In questi giorni la serie Adolescence, distribuita da Netflix, è in cima alla classifica delle più viste. Oltre che un cast di attori eccezionali e una narrazione autentica, offre spunti per riflettere sul ruolo dei genitori oggi, in un mondo dove le sfide educative si intrecciano con nuove dinamiche sociali e digitali, spesso difficili da decifrare.

Gli adolescenti vivono immersi in un vortice di emozioni, dubbi e desideri contrastanti. C’è chi cerca disperatamente l’approvazione degli altri, chi si rifugia nel silenzio, chi sfida le regole per sentirsi vivo. Tutti, però, hanno in comune la stessa esigenza: essere riconosciuti.
È un passaggio fondamentale nella costruzione dell’identità. I ragazzi hanno bisogno di sapere che valgono, che qualcuno li vede davvero per quello che sono, senza pretendere che siano già “giusti”, già pronti, già adulti.
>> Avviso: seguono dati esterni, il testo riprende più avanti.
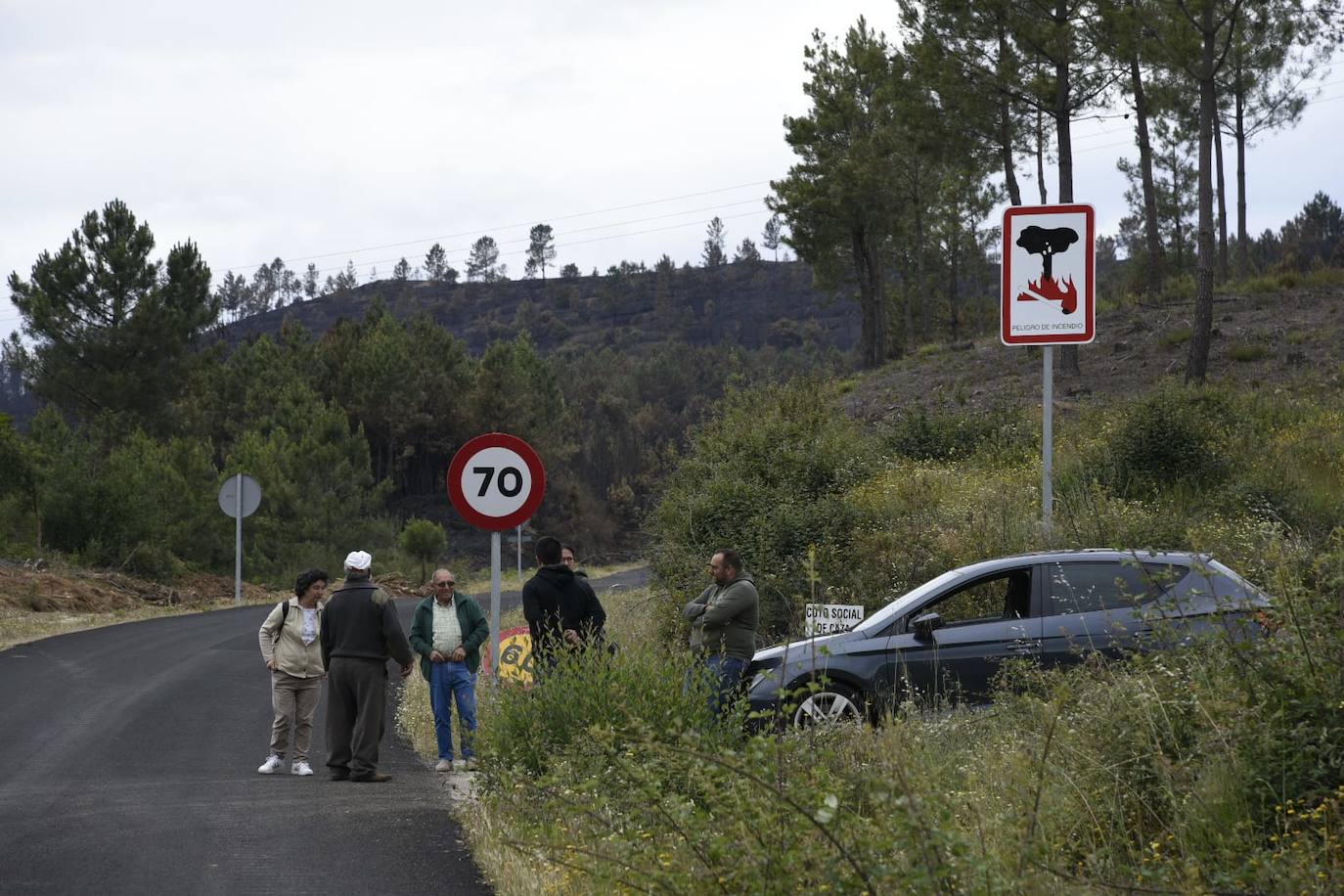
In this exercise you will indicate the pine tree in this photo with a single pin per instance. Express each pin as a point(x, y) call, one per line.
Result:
point(105, 328)
point(541, 250)
point(481, 265)
point(773, 236)
point(714, 242)
point(746, 251)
Distaccandosi gradualmente dalla famiglia per costruire un proprio posto nel mondo, attraverso il rapporto con i coetanei, il riconoscimento oggi passa anche, e spesso, dai social, dove il “mi piace” diventa una conferma del sé. . Essere riconosciuti (oggi anche sui social) diventa una forma di validazione personale.

Secondo Erikson, lo sviluppo dell’identità è proprio il compito centrale di questa fase. Quando i ragazzi non trovano ascolto, contenimento, guida… possono cercare altre vie: relazioni sbagliate, comportamenti a rischio, oppure il silenzio, che spesso nasconde un dolore profondo.
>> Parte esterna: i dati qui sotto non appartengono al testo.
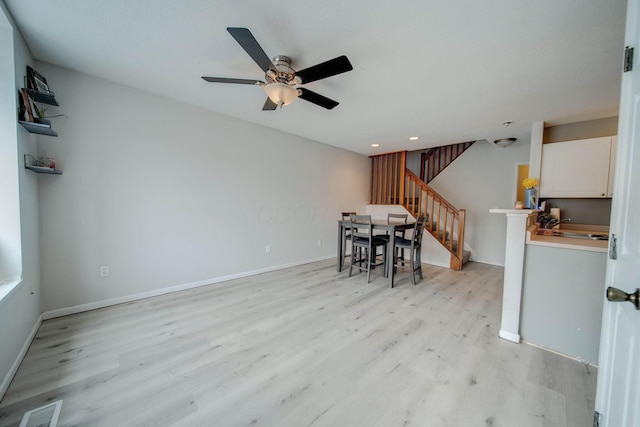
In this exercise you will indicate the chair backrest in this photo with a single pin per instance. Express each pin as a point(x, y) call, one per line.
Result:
point(418, 230)
point(347, 215)
point(361, 226)
point(397, 218)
Genitori assenti, rigidi o fragili: le tre facce della crisi

La serie dipinge un panorama di adulti in difficoltà: insegnanti autoritari incapaci di ascoltare, madri fragili e disorientati, non in grado di sintonizzarsi con il mondo interiore dei figli, padri assenti perché troppo presi da sé stessi o semplicemente smarriti. Il risultato è spesso lo stesso: ragazzi che si sentono soli, invisibili o abbandonati emotivamente.
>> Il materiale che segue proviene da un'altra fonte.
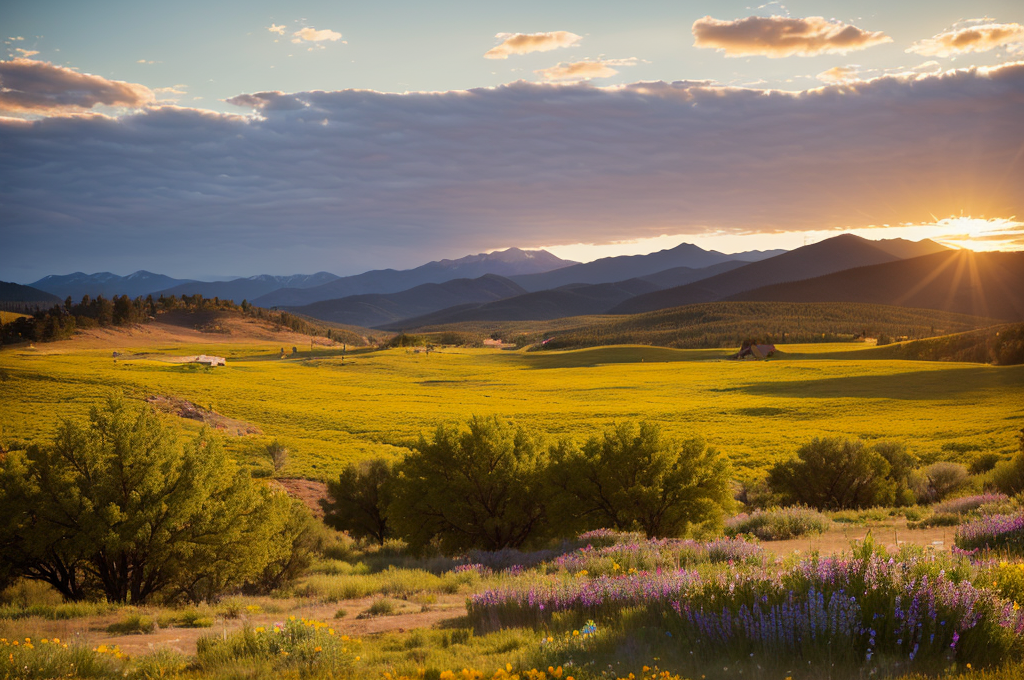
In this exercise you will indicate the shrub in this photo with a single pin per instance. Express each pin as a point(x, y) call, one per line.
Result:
point(381, 607)
point(278, 454)
point(299, 647)
point(122, 508)
point(940, 479)
point(984, 462)
point(845, 610)
point(778, 523)
point(360, 499)
point(475, 487)
point(634, 479)
point(132, 624)
point(56, 659)
point(834, 474)
point(161, 664)
point(968, 504)
point(901, 466)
La psicologia dell’attaccamento ci ricorda che l’adolescente ha ancora bisogno di una “base sicura” (Bowlby): una figura adulta che lasci esplorare, ma che sia pronta ad accogliere, ascoltare, esserci. Uno dei punti più evidenti della serie è il fallimento della comunicazione tra genitori e figli. Quante volte nelle famiglie i dialoghi si trasformano in monologhi? Porte chiuse, lunghi silenzi, parole che non arrivano. Eppure è proprio lì che si può fare la differenza: nella qualità dell’ascolto, nel non giudicare, nel fare domande vere. Il problema non è solo “cosa dicono” gli adolescenti, ma “perché a un certo punto smettono di parlare”.

La serie evidenzia come la difficoltà di comunicazione tra Jamie e i suoi genitori contribuisca al suo disagio. L’incapacità di riconoscere e affrontare i segnali di allarme dei genitori sottolinea l’importanza di una comunicazione aperta e attenta all’interno della famiglia. La comunicazione empatica – fatta di ascolto attivo, domande autentiche e assenza di giudizio – è una competenza che i genitori possono (e devono) coltivare. ascoltare, però, non significa solo fare domande. Significa creare uno spazio sicuro in cui un adolescente possa sentirsi visto, anche se non sa ancora come raccontarsi. Significa accettare la complessità senza volerla semplificare subito e restare, se serve, anche nel disagio.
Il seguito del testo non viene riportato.